Last week I was still flying high on the reviews I had received for The Deep Dark Well (8 Five Star and 2 Four Star). Also received three five star reviews for The Shadows of the Multiverse. Most of the reviews were detailed, and some let me know what fault the reader found with my work, despite the praise. That seems to be the thing about good reviews. They point to particulars in the story that they liked, as well as what didn’t work for them. Some things are easily correctable, typos, formatting, misspelling a character’s name half the time (which can happen with made up names). Some are not so easy, like changing a book from a multicharacter, multiviewpoint work to one with a single strong focus. I got one of those the other day, a three star which complimented me on my science and the descriptions of hyperspatial dimensions, but came down hard on the use of so many different characters in different scenes stretched across an Interstellar Empire. I knew that was a risk with that kind of story, but I have always loved Harry Turtledove, who makes a living with such works. Another review loved that approach, so it seemed to work for some people, which is all I can ask. The guy who left the three star later wrote a glowing, detailed five star for The Deep Dark Well, and also communicated with me on Amazon to let me know that he was reading The Shadows of the Multiverse and loving it.

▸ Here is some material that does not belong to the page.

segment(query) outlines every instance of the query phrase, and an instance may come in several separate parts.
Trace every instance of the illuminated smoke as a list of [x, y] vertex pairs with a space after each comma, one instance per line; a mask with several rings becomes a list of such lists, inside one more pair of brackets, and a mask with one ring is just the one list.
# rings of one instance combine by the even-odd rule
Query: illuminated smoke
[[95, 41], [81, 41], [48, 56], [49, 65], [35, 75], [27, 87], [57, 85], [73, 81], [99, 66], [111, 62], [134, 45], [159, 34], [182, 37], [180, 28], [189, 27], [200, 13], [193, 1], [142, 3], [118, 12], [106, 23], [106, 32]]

Then I received a pair of two star reviews back to back on The Deep Dark Well, which was really ego deflating. The first review stated that the novel was not polished, and made a crack about self publishing, stating that the best reason to be published by traditional firms was that the writer received constructive criticism. And of course none of this constructive criticism was offered. I am still not sure what the reviewer meant by polished. Did he get an earlier version of the work before I learned how to format, and started more rigorous quality control procedures? Or did he mean the writing style itself was not “polished’. The second one was just as enlightening. The reviewing mentioned a few books by masters scifi writers and said that I was not there yet. Remarks were also made about poor writing, but nothing that gave me any useful information. The most painful remark was how the book might be a good story for young readers (children?) Then I received the five star review which talked about how intelligent and thought provoking The Deep Dark Well was, and how I treated the reader like he had some intelligence of his own. I guess what I came away with from this is most negative reviews, even though they hurt, are pretty much useless, except to tell you that they thought you sucked as a writer. While many good reviews actually tell the writer something about perceived strengths and weaknesses. I corresponded with a friend who is a best selling scifi author on Amazon, and he pretty much had the same assessment. And I guess that I have arrived as a writer when I am getting attacked in the minority of reviews.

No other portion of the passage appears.